By putting up your personal details, your photographs, the stuff you "like", I reckon you are volunteering your right to privacy. For free, with nothing in return other than the opportunity to look at your friends' Instagram snaps of them dancing at other friends' weddings (that's the thin end - such is my advanced age, I'm now stuck looking at effin' baby scans). You might as well pin up one of those sexy cards in a phonebox. Even my own father -
brain the size of a planet - has moved from sending roguely capitalised
and unpunctuated text messages to constantly tweeting. Your
life is writ large on the internet; it's all your fault, and it's never too early to start worrying about it.
Possibly uniquely, Pinsent Masons has a big, trendy disclaimer
expressly stating the firm does not stalk people across the internet when it comes to hiring decisions. Personally, I think they're protesting a bit too much,
but see no reason why I shouldn't take them at their word. Nope, none at all.
But all this
really means is that every other firm doesn't just reserve the right, but is likely to exercise it, too. They're all panicked about their reputations, which rest heavily on the "personal brand" (ugh) of staff. One slip, one tiny foot out of place, and you're in Shearman & Sterling G4 Dubai roasting hell. If you've got a track record of things which could have the potential to embarrass a law firm (and it's a very low bar), you're not exactly going to stick it on an application form, are you? And whilst drunkeness is probably fine (I saw some extraordinary things in my time), your prospective employer wants to be sure there's no evidence of you bitching about work (like, omg lol!!!
), sieg heil-ing (see Burley, Aidan, the case of
), or bumming a goat. Or just being a public school boy idiot - that's like kryptonite to your average law firm.
Matthew of RollOnFriday fame is always bullish about this stuff.
His advice is stark - delete every profile you have. Leave no trace. That's probably a bit nuclear. So just be safe, kids - ramp up your privacy settings to 11. And then get back to posting photos of your own arse.
It's well-known that firms like their trainees to bond before they start their training contracts, if only to make sure they'll all get on when proofing bundles of photocopying on 3am. So they stick a credit card behind a trendy bar (in my day, it was £50 quid at the snooker hall), and tiptoe out of the room in the hope the children will play together nicely.

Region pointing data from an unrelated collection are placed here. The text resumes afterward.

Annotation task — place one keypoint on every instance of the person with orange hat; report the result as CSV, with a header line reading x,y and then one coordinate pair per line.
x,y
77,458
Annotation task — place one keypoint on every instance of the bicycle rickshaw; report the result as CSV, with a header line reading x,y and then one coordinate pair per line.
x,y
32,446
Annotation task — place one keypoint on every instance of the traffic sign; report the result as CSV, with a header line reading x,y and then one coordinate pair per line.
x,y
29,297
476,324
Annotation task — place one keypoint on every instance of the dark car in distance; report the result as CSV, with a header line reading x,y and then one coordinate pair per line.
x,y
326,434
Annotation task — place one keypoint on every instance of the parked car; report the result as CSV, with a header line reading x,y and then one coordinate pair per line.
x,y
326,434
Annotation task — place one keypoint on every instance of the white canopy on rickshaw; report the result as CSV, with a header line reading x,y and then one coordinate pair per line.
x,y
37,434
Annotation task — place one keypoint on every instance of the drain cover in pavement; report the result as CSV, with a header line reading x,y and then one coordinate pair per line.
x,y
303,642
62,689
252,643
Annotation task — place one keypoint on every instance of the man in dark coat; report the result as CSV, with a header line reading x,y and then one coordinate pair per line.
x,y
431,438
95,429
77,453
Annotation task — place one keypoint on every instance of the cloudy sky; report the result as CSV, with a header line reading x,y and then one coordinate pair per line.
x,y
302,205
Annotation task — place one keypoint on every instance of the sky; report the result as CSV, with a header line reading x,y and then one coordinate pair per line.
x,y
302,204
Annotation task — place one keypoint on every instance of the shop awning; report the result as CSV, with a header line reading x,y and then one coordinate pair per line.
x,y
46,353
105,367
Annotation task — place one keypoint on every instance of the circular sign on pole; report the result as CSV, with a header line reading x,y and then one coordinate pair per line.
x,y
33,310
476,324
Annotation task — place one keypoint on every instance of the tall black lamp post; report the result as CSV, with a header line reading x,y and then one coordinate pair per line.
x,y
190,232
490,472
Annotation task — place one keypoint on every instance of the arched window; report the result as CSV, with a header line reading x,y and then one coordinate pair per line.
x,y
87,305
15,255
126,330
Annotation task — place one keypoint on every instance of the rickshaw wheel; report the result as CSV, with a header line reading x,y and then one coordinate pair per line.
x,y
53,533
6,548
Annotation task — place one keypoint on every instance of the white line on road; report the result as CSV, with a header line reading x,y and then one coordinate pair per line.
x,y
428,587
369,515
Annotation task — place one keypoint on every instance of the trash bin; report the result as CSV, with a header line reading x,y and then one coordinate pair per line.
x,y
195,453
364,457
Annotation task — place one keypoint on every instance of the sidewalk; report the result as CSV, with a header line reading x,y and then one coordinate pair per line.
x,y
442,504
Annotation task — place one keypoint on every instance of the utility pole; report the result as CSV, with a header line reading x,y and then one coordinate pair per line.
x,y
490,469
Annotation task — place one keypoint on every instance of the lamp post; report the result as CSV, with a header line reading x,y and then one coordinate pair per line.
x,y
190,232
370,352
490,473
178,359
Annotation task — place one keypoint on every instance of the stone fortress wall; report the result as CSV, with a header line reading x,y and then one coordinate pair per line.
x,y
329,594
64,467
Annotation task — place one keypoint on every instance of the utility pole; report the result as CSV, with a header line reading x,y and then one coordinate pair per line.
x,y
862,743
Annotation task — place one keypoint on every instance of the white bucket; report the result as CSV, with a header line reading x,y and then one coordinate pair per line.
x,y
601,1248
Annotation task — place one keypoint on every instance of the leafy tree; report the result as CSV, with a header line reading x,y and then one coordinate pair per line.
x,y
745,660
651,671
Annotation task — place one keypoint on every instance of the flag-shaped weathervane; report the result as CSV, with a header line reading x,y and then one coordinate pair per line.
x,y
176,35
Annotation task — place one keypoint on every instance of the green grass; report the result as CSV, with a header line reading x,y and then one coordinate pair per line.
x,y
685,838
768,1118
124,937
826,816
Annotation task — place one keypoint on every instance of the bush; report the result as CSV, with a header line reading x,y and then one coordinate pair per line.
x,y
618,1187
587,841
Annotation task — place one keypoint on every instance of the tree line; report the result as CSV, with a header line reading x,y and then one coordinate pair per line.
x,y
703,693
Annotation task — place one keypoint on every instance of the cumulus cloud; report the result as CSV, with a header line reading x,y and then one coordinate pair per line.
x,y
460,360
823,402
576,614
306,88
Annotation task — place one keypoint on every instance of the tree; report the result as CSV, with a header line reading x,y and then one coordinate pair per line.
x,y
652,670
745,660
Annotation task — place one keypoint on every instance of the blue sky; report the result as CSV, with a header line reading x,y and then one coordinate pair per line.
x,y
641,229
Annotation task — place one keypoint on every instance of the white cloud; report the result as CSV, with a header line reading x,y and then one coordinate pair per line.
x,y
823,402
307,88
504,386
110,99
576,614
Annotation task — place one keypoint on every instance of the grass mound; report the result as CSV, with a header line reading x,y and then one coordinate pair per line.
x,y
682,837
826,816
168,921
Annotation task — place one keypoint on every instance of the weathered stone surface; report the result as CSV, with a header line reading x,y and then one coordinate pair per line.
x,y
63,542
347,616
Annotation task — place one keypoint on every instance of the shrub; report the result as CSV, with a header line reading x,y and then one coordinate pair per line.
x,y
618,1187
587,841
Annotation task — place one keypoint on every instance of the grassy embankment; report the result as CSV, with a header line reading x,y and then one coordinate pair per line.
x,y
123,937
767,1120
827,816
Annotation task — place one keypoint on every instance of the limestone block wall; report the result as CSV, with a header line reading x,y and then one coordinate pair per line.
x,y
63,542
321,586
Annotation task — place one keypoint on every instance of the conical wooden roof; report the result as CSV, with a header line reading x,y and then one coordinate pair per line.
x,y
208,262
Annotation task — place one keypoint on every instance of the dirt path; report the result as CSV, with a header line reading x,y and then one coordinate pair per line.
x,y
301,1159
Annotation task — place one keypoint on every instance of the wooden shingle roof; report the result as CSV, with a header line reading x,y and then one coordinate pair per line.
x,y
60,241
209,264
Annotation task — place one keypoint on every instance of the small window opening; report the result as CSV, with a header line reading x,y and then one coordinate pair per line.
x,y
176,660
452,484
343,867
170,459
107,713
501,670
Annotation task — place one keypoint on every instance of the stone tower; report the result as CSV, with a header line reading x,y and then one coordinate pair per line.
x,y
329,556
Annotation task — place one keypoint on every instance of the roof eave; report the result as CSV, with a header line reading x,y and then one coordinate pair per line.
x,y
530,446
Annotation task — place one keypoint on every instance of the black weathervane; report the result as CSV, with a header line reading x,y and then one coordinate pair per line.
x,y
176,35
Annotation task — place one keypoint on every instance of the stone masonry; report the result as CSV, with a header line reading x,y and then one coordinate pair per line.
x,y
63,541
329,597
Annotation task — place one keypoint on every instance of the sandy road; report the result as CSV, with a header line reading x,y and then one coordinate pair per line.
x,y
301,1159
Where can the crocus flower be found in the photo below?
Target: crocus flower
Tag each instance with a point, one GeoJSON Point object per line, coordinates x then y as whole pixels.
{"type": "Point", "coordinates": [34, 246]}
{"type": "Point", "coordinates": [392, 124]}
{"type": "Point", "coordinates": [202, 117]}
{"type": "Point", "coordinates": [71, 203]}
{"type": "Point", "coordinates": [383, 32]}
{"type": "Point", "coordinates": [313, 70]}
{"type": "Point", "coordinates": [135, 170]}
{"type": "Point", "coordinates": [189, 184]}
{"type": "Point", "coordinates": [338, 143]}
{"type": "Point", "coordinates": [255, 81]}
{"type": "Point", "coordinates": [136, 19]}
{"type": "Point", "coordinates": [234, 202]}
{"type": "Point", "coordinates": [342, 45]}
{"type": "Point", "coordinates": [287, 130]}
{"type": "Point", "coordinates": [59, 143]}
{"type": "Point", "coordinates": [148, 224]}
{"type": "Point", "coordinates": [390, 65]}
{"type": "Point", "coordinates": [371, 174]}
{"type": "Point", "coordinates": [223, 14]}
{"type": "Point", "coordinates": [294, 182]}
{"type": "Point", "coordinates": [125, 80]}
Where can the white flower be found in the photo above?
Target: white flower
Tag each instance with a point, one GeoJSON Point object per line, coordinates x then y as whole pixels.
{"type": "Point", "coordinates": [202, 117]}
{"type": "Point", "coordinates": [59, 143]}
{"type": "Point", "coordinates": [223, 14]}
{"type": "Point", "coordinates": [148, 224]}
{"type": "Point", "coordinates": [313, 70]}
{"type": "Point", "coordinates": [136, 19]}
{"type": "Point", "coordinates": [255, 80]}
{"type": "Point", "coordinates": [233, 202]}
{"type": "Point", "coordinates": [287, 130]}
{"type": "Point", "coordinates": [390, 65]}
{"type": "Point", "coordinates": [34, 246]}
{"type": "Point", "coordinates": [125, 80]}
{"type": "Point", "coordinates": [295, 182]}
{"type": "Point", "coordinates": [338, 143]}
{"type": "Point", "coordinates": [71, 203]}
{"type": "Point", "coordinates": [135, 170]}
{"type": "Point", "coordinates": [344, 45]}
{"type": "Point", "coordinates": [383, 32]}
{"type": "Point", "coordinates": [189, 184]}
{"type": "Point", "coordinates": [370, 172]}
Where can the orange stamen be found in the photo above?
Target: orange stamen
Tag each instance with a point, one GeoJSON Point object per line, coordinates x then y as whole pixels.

One night, a future trainee cohort got a bit tipsy. The booze was rapidly drained, and twitter started to burn holes in pockets. Cue the inevitable stream of late-night
tweets about what a great bunch all the trainees were, just how much free booze had
been provided - and how much of it had been imbibed. Wot larks! The next day, cue hasty
backtracking and deletion of tweets. OK, the firm in question is nice and friendly (and not adverse to getting the legal media sozzled on its tab). It probably wouldn't have given a toss about the inebriation. But in this climate the partners would have suddenly sat up had the Daily Mail written a piece about 23 year olds bragging about getting pissed in a posh City bar, funded by a City law firm. It's not fair, it's probably not right. But it's unavoidable. So much easier to be boring.
If you've got something awfully incriminating - and public - on your Facebook profile (and it does need to be truly awful), or have sent some ill-thought out tweets
, you can probably expect your training contract application to be politely and quietly binned. If you're lucky, you'll get a standard-form letter - "many more high-quality applicants than we could possibly interview
" etc etc ad infinitum
. Take today's news
about the Newcastle University law student who has admitted
sending Stan Collymore racist abuse on Twitter. He might have been a
brilliant, hard working City lawyer, a star partner in the making. But
today, his career is over. Well, maybe Pollyanna Pinsents will still take him on.